Posted by: Domenic | Jan 27, 2009 1:27:22 PM

I don't see why getting to the line more often would be in Shaq's interests, unless he somehow had unlocked the secret of actually making his free throws. In any case, the bonus for free throw percentage would only be one of many. Presumably, the biggest incentives would be for winning games, playoff series and championships, so that the player would always subordinate individual goals to team goals.

For tax reasons, corporations rarely permit their officers base salaries above $1 million. The rest of executive compensation is all performance-based, at least theoretically. So, $1 million might not be a bad base for players who might ultimately win multiples of that amount. But you are right, none of this would happen without getting the players' unions on board and I don't know what incentives the players would have to agree to a pay-for-performance model.


Posted by: Kprofs2013 | Jan 27, 2009 5:35:47 PM

Problem with pay-for-performance in the scenarios you outlined is that much of the performance is due to both luck and effort. What happens if the player gets injured? Also, no matter how hard a player works, there are no guarantees because pro sports is high pressure and atheletes have to be pretty mentally tough so you are also getting into psychological issues, not just effort. So when there is both effort and luck involved, then putting an athlete on pay for performance means making their compensation more risky. And we know there is always a trade-off between risk and return. The players' agents would never accept such contracts unless they raised average salary as well. Do teams really want to raise average salaries to implement pay-for-performance? The real question here is do the current contracts already optimally balance risk and incentives? If not, then a case can be made. If so, more pay for performance will result in sub-optimal risk sharing.

Posted by: Steve | Jan 28, 2009 4:36:42 AM

Who now bears the risk of an athlete's injury? If a baseball team signs Roger Clemens, do they have to pay him $10 million if he ruptures his achilles during spring training? If that's the case, the owners are chumps.

As for the rest, Steve, I don't see how the uncertainty inherent in sports should differentiate their pay structure from that of corporate executives. Quite the contrary. If despite an athlete's talents, he (let's face it, this is just an issue for male athletes) lacks the mental toughness to perform in crucial game situations, then pay for performance seems sensible.

I do not think the players' agents should demand an increase in average salaries in response to this suggestion.

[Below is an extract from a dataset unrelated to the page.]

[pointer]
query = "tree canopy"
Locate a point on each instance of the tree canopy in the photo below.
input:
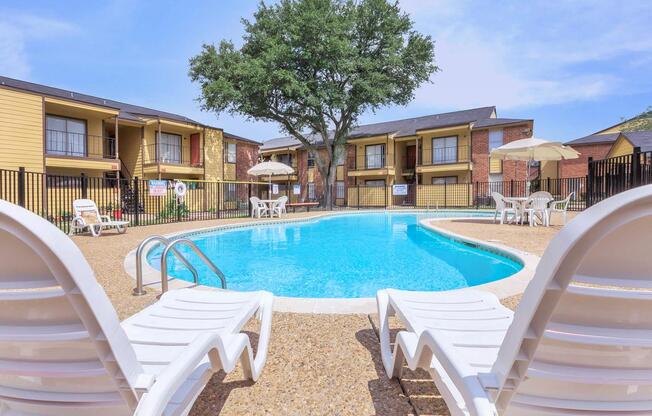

Rather, overall salaries should remain the same, to the extent the parties can accurately predict the likelihood that the players in aggregate will achieve their targets and win incentives. Each season, some players should make more than they would have been able to bargain for. Others would make less.

However, my idea likely would never fly precisely because I suspect that professional athletes are overpaid. They try to negotiate their salaries after their best years, and their salary expectations are based on the assumption that they will perform near or at that level in future years, and that's just not a realistic assumption. But they will not agree to accept pay for performance because they already are paid as much as the owners think they are worth when they play at their peaks.


Posted by: Kprofs2013 | Jan 28, 2009 2:33:24 PM

I agree with some of the normative aspect of your argument. But as you point out, it may not fly.

At the end of the day, it is a labor market and what types of contracts players and their agents are willing to accept depends on supply/demand conditions and their relative bargaining power. Roger Clemens can get a contract that insures him against injury because if one team doesn't give it to him, another team will. Incidently, there are pay-for-performance contracts, but they tend to go to players coming off of bad years or injury when their bargaining powers are eroded.

Posted by: Steve | Jan 28, 2009 5:03:17 PM

In theory, pay for performance is an excellent idea for a market oriented economy. It ensures that the parties to a contract get the benefit of their bargain. Pay for performance also supports the argument that resources will be maximized thus resulting in greater economic efficieny. I frequently remind my contract students that in its purest sense, pay for performance is alive and well on Broadway. Broadway performers must initially audition to get a role in a musical production, and then must continue to perform exceptionally well to keep that role. I then lead the discussion to employee perfomance in the private sector and then finally, discuss employment in the public sector. We discuss how contracts should be structured and what clauses each side would want to include in the agreement. I close the discussion by asking the question "How about linking law professors' pay to performance?" - an idea whose time has come. I get a few chuckles and then move on.